Remove element such that Array cannot be partitioned into two subsets with equal sum
Last Updated :
25 Mar, 2022
Given an array arr[] of N size, the task is to remove an element such that the array cannot be partitioned into two groups with equal sum.
Note: If no element is required to remove, return -1.
Examples:
Input: arr[] = {4, 4, 8}, N = 3
Output: 4
Explanation: Two groups with equal sum are: G1 = {4, 4}, G2 = {8}.
If 8 is removed, then also two groups can be formed as: G1={4}, G2={4}.

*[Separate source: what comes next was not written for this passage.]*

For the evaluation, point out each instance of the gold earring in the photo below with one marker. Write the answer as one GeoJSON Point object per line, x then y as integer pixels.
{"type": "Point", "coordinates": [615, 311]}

So, 4 must be removed so that there will be no possible way to divide the remaining elements into 2 two groups having same sum.
Input: arr[] ={6, 3, 9, 12}, N = 4
Output: 3
Approach: The problem can be solved by using Dynamic Programming approach based on the below observation:
Suppose the total sum is sum. Find if there is any division possible such that each group has subset sum as sum/2. If possible then find removing which element will satisfy the condition.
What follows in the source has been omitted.